A novel mechanism of RNA-associated neurodegeneration has been suggested by the identification of mutations in genes encoding human exosome components. Mutations in EXOSC3 were reported in pontocerebellar hypoplasia and spinal motor neuron abnormalities (PCH1), and our group recently identified mutations in a novel gene EXOSC8, encoding a core component of the human exosome in children with overlapping symptoms of cerebellar hypoplasia, spinal muscular atrophy and hypomyelination. We also detected mutations in another exosome related gene RBM7 in a child with the clinical presentation of spinal muscular atrophy.

We will investigate in this project how abnormal RNA metabolism due to defect of exosomal proteins (EXOSC8, EXOSC3, RBM7) affect different human cells (fibroblasts, induced neuronal cells, neurons) in vitro. We will explore gene expression (RNASeq) and RNA-protein interactions (CLIP) within the exosome. In parallel we will study different zebrafish models and will investigate whether the primary effect of exosome dysfunction alters neurodevelopment, or triggers neurodegeneration and which structures are most affected by deficient function of components of the exosome. Integration of the data in human cells and zebrafish will facilitate the recognition of important genes and proteins which lead to neuronal dysfunction. Modifications of the exosome and its interacting partners will be further studied with the aim to develop novel, RNA-based therapies for neurodegenerative conditions, such as SMA, pontocerebellar hypoplasias or demyelination, which represent a major cause of infantile mortality.

Expected main benefits
1. Our research will help to diagnose patients with exosomal protein deficiencies. Obtaining the genetic cause enables genetic counselling and prenatal or pre-implantation diagnostic testing.
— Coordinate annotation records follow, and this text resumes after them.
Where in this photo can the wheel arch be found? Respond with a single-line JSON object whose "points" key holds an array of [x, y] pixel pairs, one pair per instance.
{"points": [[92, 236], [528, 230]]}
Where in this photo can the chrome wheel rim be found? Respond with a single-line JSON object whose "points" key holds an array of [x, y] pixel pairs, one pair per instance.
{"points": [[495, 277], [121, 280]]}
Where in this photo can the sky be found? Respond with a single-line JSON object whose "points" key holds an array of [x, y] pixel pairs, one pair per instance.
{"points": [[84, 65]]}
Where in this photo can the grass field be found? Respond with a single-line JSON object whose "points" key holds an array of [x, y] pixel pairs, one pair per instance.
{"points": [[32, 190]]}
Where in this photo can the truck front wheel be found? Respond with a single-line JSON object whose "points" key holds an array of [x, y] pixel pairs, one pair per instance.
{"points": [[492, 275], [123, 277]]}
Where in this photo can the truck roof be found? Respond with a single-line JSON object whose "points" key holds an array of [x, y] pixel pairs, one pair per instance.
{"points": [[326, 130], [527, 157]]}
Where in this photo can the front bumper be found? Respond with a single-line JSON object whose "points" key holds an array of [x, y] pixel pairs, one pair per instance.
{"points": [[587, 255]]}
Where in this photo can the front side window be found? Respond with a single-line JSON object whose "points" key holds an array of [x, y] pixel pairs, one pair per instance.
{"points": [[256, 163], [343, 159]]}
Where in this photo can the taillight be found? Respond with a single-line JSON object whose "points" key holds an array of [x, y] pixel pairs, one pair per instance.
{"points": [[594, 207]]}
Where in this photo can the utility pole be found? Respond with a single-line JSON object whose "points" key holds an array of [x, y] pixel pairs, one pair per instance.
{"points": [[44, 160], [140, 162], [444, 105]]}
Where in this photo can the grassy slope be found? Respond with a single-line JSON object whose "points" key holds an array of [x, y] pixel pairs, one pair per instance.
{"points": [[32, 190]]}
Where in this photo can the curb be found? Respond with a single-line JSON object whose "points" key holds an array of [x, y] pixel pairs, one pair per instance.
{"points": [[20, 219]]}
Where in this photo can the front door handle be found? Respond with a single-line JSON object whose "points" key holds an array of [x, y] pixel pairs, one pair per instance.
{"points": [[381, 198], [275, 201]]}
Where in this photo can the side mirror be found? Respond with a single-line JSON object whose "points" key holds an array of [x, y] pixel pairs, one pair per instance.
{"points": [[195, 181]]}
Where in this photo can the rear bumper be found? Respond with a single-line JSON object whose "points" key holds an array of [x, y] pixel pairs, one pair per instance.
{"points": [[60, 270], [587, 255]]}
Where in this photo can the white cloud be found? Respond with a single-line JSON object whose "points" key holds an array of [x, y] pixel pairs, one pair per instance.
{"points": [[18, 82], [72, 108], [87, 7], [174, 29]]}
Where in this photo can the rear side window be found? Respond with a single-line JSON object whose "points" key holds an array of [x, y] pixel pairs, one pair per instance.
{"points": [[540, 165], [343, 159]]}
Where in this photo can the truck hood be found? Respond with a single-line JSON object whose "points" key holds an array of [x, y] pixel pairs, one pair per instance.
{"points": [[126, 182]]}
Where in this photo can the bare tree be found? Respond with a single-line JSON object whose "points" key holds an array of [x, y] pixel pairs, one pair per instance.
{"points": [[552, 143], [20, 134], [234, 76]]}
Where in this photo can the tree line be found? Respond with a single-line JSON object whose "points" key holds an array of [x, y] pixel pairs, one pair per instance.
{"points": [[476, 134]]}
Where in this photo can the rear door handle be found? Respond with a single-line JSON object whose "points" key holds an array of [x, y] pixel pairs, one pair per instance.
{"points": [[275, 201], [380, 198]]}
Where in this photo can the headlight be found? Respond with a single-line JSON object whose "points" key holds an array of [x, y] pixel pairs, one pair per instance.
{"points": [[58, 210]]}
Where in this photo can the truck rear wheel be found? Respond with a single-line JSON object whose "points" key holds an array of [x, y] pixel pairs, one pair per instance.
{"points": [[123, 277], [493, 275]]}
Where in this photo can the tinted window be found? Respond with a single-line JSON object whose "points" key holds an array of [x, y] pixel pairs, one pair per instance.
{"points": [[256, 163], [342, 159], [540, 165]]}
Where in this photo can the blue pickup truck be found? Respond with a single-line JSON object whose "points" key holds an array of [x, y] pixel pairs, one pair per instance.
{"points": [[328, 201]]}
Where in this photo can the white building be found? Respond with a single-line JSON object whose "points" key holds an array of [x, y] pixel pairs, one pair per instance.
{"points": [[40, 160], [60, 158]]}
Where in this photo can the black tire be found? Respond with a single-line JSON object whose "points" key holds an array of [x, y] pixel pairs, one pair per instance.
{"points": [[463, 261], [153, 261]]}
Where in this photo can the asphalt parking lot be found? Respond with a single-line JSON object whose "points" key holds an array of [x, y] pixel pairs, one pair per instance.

2. Understanding the disease pathomechanism will provide important information on the role of RNA metabolism in neurons.
3. Our results may be applied to develop novel therapies in exosomal diseases but also potentially in other neurological conditions.
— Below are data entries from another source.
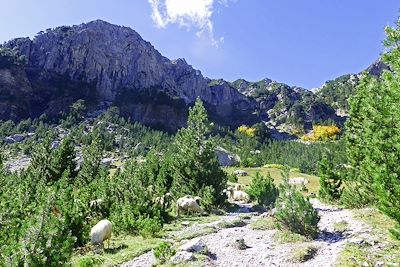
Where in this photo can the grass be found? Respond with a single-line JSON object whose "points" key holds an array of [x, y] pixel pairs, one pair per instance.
{"points": [[177, 224], [340, 227], [126, 247], [386, 250], [190, 235], [283, 237], [122, 249], [231, 224], [264, 224], [312, 186], [304, 254]]}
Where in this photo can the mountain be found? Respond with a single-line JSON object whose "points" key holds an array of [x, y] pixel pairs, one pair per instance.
{"points": [[337, 92], [288, 108], [105, 65]]}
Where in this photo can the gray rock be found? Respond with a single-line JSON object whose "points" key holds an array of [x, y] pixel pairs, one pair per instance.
{"points": [[118, 63], [226, 158], [195, 246], [298, 180], [182, 257]]}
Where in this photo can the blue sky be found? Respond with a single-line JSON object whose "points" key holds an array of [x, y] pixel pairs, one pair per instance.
{"points": [[301, 43]]}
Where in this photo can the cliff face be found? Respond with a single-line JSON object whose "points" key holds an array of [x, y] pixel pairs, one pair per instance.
{"points": [[288, 108], [113, 64]]}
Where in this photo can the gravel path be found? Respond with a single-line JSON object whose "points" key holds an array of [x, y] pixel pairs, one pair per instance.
{"points": [[263, 250]]}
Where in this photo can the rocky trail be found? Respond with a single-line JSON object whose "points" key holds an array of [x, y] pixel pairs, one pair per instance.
{"points": [[260, 248]]}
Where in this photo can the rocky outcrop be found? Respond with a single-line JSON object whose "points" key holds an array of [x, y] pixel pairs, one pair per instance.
{"points": [[116, 65], [284, 107], [226, 158]]}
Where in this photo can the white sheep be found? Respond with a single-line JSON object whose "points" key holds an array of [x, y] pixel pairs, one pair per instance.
{"points": [[101, 232], [188, 204], [95, 203], [237, 195], [238, 187]]}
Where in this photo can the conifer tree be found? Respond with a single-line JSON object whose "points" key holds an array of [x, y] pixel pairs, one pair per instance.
{"points": [[373, 137], [330, 180], [196, 165]]}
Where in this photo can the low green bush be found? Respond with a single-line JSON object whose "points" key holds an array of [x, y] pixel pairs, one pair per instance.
{"points": [[294, 211], [163, 252], [263, 190]]}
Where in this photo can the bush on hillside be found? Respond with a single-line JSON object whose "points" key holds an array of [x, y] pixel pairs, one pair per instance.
{"points": [[263, 190], [294, 211]]}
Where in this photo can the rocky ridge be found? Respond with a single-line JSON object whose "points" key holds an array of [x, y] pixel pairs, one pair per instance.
{"points": [[112, 64]]}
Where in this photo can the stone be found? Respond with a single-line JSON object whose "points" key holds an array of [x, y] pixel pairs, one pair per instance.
{"points": [[298, 181], [240, 244], [185, 223], [226, 158], [110, 59], [182, 257], [196, 246]]}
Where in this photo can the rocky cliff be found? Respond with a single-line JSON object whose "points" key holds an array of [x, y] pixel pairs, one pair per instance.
{"points": [[105, 63]]}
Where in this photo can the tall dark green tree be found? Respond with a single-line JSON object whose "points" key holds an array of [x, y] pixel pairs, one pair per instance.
{"points": [[373, 137], [196, 165], [330, 179]]}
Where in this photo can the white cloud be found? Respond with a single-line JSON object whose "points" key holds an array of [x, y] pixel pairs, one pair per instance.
{"points": [[187, 13]]}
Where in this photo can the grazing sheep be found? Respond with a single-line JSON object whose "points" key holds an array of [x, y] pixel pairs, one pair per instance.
{"points": [[188, 204], [163, 201], [238, 187], [95, 203], [237, 195], [101, 232], [240, 173], [228, 191]]}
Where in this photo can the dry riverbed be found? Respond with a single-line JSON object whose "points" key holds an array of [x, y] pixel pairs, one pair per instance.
{"points": [[245, 238]]}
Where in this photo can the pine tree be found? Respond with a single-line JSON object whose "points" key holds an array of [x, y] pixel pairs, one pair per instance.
{"points": [[196, 165], [294, 211], [330, 180], [373, 137]]}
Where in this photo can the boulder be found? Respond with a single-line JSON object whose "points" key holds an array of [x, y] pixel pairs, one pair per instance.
{"points": [[195, 246], [182, 257], [298, 181], [240, 173], [226, 158]]}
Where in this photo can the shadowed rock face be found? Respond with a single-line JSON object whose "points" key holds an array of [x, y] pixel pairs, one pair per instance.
{"points": [[123, 69]]}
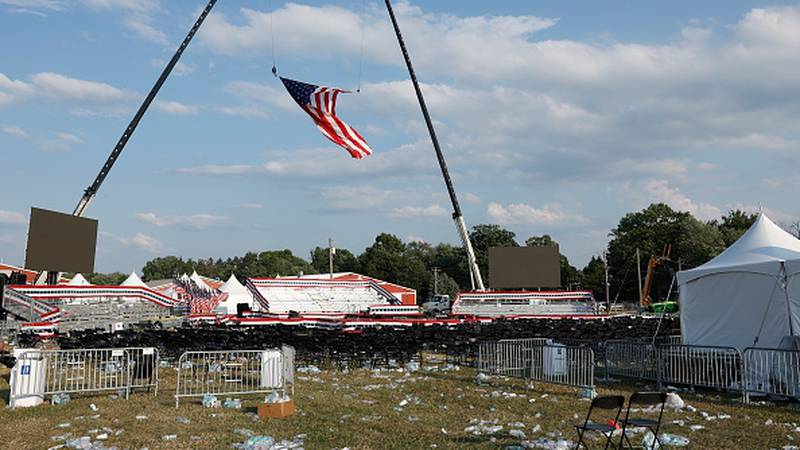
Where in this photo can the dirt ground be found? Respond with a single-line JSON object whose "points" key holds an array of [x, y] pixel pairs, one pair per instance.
{"points": [[435, 407]]}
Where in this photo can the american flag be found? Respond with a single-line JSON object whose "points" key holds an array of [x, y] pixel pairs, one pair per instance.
{"points": [[320, 103]]}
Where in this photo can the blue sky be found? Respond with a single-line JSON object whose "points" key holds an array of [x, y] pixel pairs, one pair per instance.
{"points": [[555, 117]]}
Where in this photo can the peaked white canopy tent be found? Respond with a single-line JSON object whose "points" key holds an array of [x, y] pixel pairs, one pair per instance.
{"points": [[133, 280], [198, 280], [748, 296], [237, 293], [78, 280]]}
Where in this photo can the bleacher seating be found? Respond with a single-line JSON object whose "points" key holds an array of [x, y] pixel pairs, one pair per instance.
{"points": [[521, 304], [318, 296]]}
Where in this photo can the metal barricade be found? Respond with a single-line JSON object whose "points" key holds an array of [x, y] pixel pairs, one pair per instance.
{"points": [[144, 364], [509, 357], [288, 365], [228, 372], [39, 373], [559, 364], [632, 359], [771, 371], [703, 366]]}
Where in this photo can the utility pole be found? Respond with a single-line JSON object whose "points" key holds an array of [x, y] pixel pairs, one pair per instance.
{"points": [[608, 290], [475, 273], [639, 273], [331, 252]]}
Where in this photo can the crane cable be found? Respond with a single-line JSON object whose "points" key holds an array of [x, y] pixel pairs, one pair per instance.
{"points": [[272, 40], [361, 53]]}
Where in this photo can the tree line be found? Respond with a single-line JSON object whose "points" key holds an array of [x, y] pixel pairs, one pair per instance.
{"points": [[411, 263]]}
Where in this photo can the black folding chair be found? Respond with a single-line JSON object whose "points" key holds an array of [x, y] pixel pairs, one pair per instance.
{"points": [[643, 399], [609, 402]]}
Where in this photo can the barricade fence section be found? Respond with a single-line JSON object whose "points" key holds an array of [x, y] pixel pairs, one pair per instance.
{"points": [[632, 359], [702, 366], [234, 372], [771, 371], [144, 365], [540, 360], [40, 373], [559, 364], [509, 358]]}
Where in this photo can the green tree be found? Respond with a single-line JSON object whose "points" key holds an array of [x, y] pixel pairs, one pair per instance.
{"points": [[343, 260], [388, 258], [446, 286], [486, 236], [451, 260], [594, 278], [165, 267], [693, 243], [734, 224], [281, 262], [106, 279], [570, 275]]}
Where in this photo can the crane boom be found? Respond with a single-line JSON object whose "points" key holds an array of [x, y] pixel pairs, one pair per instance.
{"points": [[654, 262], [458, 218], [91, 191]]}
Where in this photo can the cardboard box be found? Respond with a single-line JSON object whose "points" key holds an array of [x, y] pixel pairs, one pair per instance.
{"points": [[276, 410]]}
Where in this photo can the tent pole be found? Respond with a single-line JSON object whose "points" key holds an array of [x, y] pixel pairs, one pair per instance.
{"points": [[788, 302]]}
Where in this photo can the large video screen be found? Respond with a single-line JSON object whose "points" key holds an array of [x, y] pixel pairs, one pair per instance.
{"points": [[60, 242], [524, 267]]}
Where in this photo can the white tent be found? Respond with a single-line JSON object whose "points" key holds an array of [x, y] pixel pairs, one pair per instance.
{"points": [[237, 293], [198, 280], [747, 293], [133, 280], [78, 280]]}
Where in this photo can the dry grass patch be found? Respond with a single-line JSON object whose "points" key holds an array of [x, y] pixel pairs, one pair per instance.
{"points": [[362, 410]]}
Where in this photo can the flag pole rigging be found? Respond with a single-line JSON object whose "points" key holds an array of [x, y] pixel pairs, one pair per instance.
{"points": [[91, 191], [458, 217]]}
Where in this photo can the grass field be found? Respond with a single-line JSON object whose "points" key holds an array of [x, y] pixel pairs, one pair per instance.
{"points": [[361, 410]]}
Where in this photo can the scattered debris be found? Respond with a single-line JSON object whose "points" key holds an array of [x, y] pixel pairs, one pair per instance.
{"points": [[674, 401], [232, 403], [244, 432], [519, 434], [587, 393], [60, 399], [211, 401]]}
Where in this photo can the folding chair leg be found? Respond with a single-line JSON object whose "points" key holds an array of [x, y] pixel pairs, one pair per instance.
{"points": [[580, 440]]}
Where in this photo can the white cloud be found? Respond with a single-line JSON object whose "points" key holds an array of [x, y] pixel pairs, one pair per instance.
{"points": [[177, 108], [307, 26], [142, 27], [60, 142], [57, 142], [141, 6], [64, 87], [15, 131], [180, 69], [13, 90], [193, 221], [523, 214], [144, 242], [419, 211], [659, 191], [771, 26], [248, 112], [12, 218], [53, 5], [261, 94], [469, 197]]}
4. Patient organisations, national and international patient registries can be formed as a further benefit of our results.
5. For the broader UK economy appropriate diagnosis, prevention and therapy for disabling and life-threatening disorders will reduce the clinical burden of these disorders.
6. This research fits with the aims of Rare Disorders research, which has become increasingly important and receives priority for national, European and international organisations and funding bodies (NIHR, RD-CONNECT, IRDIRC).

Impact in research
1. Better characterization of developmental and degenerative aspects of exosomal protein deficiencies.
2. Defining whether defective RNA degradation or other effect of the exosome on regulating gene expression (splicing, RNA toxicity) is the main disease mechanisms in human exosome disease.
3. Document the potential power of combining RNASeq and CLIP to unveil abnormal RNA metabolism.
4. Evaluate a novel technology to directly transform and (without iPSCs) differentiate neurons from human fibroblasts.
5. Develop transgenic zebrafish lines with CRISPR/Cas9 technology.
6. Integration of human and zebrafish data to explore deficiencies of neuronal development.
7. Exploring whether manipulation of the exosome may be a feasible approach to alter the mechanism of neurodegenerative disease (SMA, PCH).